Esos dichos, afirma el experto, muestran que el físico no estaba ajeno a la visión que imperaba en su época y que proponía una superioridad intelectual de los europeos: “Su creencia en la inferioridad intelectual de varios países es particularmente chocante y se puede explicar parcialmente por el contexto en que fueron escritos. Sin embargo, contrastan fuertemente con el perfil humanitario que hemos tenido hasta ahora de Einstein”.

Tras dejar Japón, el 1 de febrero de 1923 el investigador llegó a Egipto y al día siguiente partió a Jerusalén. Quizás debido a su personalidad secular, el “muro de los lamentos” no lo impresionó demasiado y lo calificó como un “lamentable panorama de personas con pasado pero sin presente”.  Una impresión radicalmente opuesta a la que tuvo en Tel Aviv, una “ciudad hebrea moderna” con “una activa vida intelectual y económica”.  La última parada antes de volver a Alemania en marzo de 1923 fue España. Allí visitó el Museo del Prado y también se paró frente a la pintura de El Greco titulada “El entierro del conde Orgaz”, albergada en la parroquia de Santo Tomé, en Toledo, y que definió como una de las “imágenes más profundas” que jamás había visto.

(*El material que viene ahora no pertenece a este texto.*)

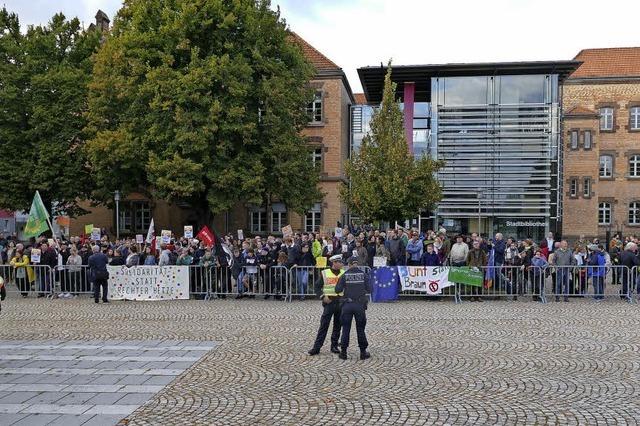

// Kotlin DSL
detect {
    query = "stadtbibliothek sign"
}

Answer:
[507,220,547,227]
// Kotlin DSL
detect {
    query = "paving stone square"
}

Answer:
[0,298,640,425]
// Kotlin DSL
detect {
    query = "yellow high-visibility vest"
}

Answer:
[322,269,344,297]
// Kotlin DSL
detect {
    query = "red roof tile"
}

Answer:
[564,105,598,116]
[569,47,640,78]
[290,31,341,71]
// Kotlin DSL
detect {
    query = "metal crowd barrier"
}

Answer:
[0,265,55,298]
[456,265,546,303]
[545,265,633,301]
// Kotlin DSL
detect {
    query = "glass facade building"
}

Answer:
[352,61,575,240]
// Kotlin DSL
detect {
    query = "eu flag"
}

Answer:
[370,266,399,303]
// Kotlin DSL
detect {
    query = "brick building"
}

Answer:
[562,48,640,240]
[70,30,354,235]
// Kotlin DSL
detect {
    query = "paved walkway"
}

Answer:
[0,299,640,425]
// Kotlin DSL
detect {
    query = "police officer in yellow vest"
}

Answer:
[309,254,344,355]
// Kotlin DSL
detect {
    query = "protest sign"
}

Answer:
[107,266,189,300]
[184,225,193,239]
[282,225,293,238]
[398,266,454,294]
[449,266,484,287]
[373,256,387,268]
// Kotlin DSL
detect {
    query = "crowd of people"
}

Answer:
[0,228,639,301]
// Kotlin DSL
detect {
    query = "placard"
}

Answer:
[398,266,454,294]
[31,249,42,263]
[184,226,193,239]
[107,266,189,300]
[373,256,387,268]
[282,225,293,238]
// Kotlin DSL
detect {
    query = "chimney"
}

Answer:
[96,9,111,33]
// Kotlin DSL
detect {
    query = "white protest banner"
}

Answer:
[398,266,454,294]
[107,266,189,300]
[31,249,41,263]
[160,229,171,244]
[282,225,293,238]
[373,256,387,268]
[184,226,193,239]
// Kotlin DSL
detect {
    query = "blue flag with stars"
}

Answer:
[371,266,399,303]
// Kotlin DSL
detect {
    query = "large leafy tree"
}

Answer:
[0,8,100,215]
[340,63,443,222]
[88,0,321,220]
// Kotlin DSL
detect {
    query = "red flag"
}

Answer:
[196,225,216,247]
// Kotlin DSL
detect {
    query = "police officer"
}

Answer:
[335,257,371,359]
[309,254,344,356]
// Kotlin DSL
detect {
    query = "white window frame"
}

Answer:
[304,203,322,232]
[600,107,613,131]
[598,155,613,178]
[629,201,640,225]
[629,107,640,130]
[569,130,579,149]
[249,208,267,233]
[598,202,612,225]
[629,154,640,177]
[569,178,578,197]
[307,91,324,124]
[582,130,593,149]
[311,147,323,168]
[582,177,591,198]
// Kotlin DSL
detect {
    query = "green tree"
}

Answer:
[88,0,322,221]
[340,62,443,222]
[0,8,100,216]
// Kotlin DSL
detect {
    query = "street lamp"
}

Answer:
[113,190,120,240]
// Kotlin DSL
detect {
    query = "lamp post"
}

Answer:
[113,190,120,240]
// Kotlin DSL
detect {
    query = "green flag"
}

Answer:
[24,191,49,237]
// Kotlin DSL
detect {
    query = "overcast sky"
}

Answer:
[6,0,640,92]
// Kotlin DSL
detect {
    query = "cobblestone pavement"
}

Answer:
[0,299,640,425]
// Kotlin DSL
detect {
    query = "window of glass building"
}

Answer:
[307,92,322,123]
[629,107,640,130]
[582,178,591,198]
[629,155,640,177]
[600,155,613,178]
[441,76,489,106]
[500,75,546,104]
[583,130,591,149]
[569,179,578,197]
[598,203,611,225]
[600,107,613,131]
[304,203,322,232]
[571,130,578,149]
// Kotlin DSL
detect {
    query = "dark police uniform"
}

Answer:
[309,268,344,355]
[336,259,371,359]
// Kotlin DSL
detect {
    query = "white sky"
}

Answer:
[6,0,640,92]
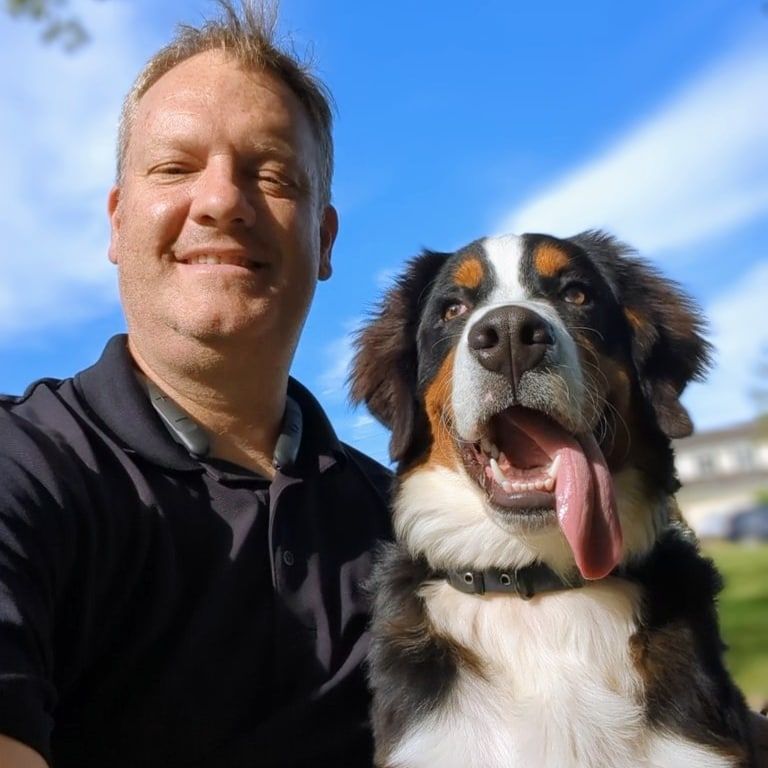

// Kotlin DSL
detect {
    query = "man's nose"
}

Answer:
[467,306,555,389]
[190,160,256,230]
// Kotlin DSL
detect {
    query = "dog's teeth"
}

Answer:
[489,457,509,490]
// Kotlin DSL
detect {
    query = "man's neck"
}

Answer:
[128,335,288,477]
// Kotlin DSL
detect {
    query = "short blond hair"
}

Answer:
[117,0,333,205]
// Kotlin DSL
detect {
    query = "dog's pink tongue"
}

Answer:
[515,415,622,579]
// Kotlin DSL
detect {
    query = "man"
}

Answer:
[0,3,389,768]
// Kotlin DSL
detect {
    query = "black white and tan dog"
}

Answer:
[352,232,754,768]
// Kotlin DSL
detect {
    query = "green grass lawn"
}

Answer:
[703,542,768,706]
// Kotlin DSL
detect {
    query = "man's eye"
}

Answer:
[560,283,590,307]
[443,301,469,323]
[153,163,189,176]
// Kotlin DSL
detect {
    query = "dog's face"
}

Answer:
[352,232,708,578]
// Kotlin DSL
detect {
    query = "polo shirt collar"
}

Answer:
[74,334,345,471]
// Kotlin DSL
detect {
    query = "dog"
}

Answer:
[351,231,755,768]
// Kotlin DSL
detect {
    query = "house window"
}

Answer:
[696,453,715,477]
[736,445,755,472]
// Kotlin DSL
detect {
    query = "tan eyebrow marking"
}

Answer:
[453,256,485,289]
[533,243,569,277]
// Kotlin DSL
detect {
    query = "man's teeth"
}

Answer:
[186,253,246,267]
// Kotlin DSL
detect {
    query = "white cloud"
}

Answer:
[683,260,768,430]
[498,40,768,252]
[0,2,147,340]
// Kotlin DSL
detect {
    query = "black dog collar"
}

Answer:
[435,563,584,600]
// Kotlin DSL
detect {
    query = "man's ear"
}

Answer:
[572,232,712,438]
[317,205,339,280]
[350,251,448,461]
[107,186,120,264]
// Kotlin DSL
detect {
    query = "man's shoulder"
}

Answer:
[0,379,88,488]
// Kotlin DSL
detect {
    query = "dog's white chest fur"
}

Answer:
[388,579,733,768]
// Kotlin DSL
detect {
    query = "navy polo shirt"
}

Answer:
[0,336,390,768]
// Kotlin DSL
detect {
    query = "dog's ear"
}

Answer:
[572,231,712,438]
[350,251,449,461]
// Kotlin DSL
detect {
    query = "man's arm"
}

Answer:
[0,733,48,768]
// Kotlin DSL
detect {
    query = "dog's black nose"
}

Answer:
[468,307,555,389]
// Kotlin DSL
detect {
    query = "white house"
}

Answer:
[674,420,768,535]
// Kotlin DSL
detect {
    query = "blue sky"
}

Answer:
[0,0,768,459]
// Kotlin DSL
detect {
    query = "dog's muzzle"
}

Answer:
[467,306,555,391]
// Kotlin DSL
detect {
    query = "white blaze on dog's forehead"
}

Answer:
[482,235,527,304]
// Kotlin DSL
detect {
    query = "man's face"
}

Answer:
[109,51,337,351]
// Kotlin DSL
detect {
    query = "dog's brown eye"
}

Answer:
[560,283,589,307]
[443,301,467,322]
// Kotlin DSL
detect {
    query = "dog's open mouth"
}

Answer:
[463,407,622,579]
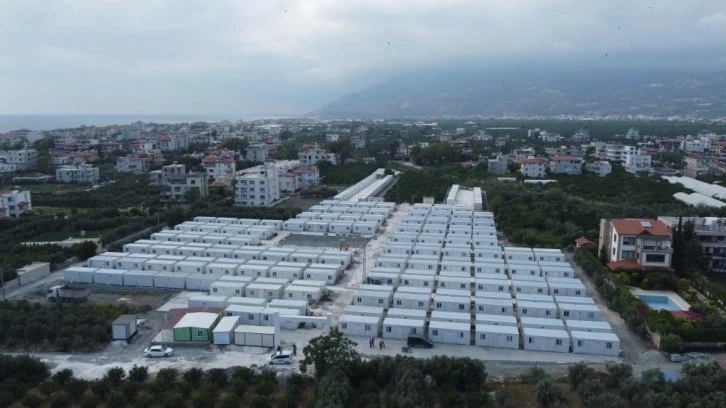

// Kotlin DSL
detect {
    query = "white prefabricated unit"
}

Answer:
[474,321,519,349]
[381,317,426,340]
[284,285,323,302]
[519,317,565,330]
[338,314,381,338]
[507,261,542,278]
[474,278,511,293]
[474,297,514,316]
[570,331,620,356]
[539,262,575,278]
[517,301,557,319]
[441,259,471,274]
[63,266,98,283]
[504,247,534,263]
[433,294,471,312]
[376,254,409,270]
[431,310,471,324]
[245,282,285,302]
[175,261,207,273]
[557,303,601,322]
[234,325,275,348]
[343,305,384,317]
[476,313,518,327]
[399,269,435,289]
[93,268,126,286]
[439,276,471,291]
[261,307,302,330]
[532,248,567,263]
[353,285,393,308]
[209,280,247,297]
[124,270,154,288]
[547,279,587,297]
[512,278,549,295]
[282,218,308,232]
[88,255,118,269]
[429,321,471,345]
[185,273,217,291]
[267,299,308,316]
[154,272,189,289]
[522,327,570,353]
[187,295,227,309]
[236,261,271,278]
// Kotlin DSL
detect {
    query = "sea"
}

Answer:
[0,114,296,133]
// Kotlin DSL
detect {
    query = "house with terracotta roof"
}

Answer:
[599,218,673,269]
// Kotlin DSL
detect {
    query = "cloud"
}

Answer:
[0,0,726,113]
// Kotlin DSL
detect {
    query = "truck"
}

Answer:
[45,285,91,303]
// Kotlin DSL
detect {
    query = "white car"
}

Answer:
[144,346,174,357]
[269,351,292,365]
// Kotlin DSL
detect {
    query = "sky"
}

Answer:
[0,0,726,115]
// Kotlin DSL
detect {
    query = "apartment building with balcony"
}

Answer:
[599,218,673,269]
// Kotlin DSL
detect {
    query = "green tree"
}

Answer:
[300,328,359,378]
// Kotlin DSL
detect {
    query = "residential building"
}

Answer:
[586,160,613,177]
[520,157,547,178]
[55,164,99,184]
[234,164,280,206]
[599,218,672,269]
[658,217,726,273]
[625,152,653,174]
[245,143,269,163]
[0,149,38,172]
[116,155,149,174]
[0,190,33,218]
[550,156,582,175]
[487,154,509,174]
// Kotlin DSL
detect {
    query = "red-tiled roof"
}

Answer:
[611,218,671,237]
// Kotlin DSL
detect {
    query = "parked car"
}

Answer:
[144,346,174,357]
[269,351,292,365]
[406,335,434,348]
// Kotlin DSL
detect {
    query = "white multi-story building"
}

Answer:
[625,153,653,174]
[600,218,672,269]
[234,164,280,206]
[55,164,99,184]
[0,190,33,218]
[520,157,547,178]
[550,156,582,175]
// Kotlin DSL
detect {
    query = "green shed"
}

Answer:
[174,312,220,343]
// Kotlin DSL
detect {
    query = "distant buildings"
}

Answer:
[598,218,672,269]
[0,190,33,218]
[55,164,99,184]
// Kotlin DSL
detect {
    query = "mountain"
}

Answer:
[310,70,726,119]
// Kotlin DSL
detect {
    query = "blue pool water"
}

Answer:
[638,295,683,312]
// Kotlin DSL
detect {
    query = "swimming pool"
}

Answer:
[638,295,683,312]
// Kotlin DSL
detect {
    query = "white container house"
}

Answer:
[474,297,514,316]
[154,272,189,289]
[557,303,602,321]
[570,331,620,357]
[184,273,217,292]
[381,317,426,340]
[63,266,98,283]
[209,281,247,297]
[476,313,518,327]
[474,322,519,349]
[522,327,570,353]
[338,314,381,338]
[517,301,557,319]
[429,321,471,345]
[93,268,126,286]
[187,295,227,309]
[124,270,154,288]
[431,310,471,324]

Rosenkranz afirma que hay planes para editar las demás bitácoras que Einstein escribió durante el viaje que en 1925 realizó a Argentina, Brasil y Uruguay y las visitas que efectuó a Estados Unidos en la década de 1930. Por ahora, dice, lo que es claro es que el viaje al Lejano Oriente y en particular la visita a Japón dejaron una marca permanente tanto en Einstein como en sus anfitriones. Cuando el físico partió de regreso a Europa, Sanehiko Yamamoto permaneció en el muelle hasta que el barco era sólo un punto en el horizonte y luego solía describir a Einstein como el “hombre más grandioso” que había conocido. El afecto por Japón también marcó al investigador alemán, que tras la II Guerra afirmó: “Si hubiera previsto lo que ocurrió en Hiroshima y Nagasaki, en 1905 habría hecho pedazos mi fórmula (E=mc2)”.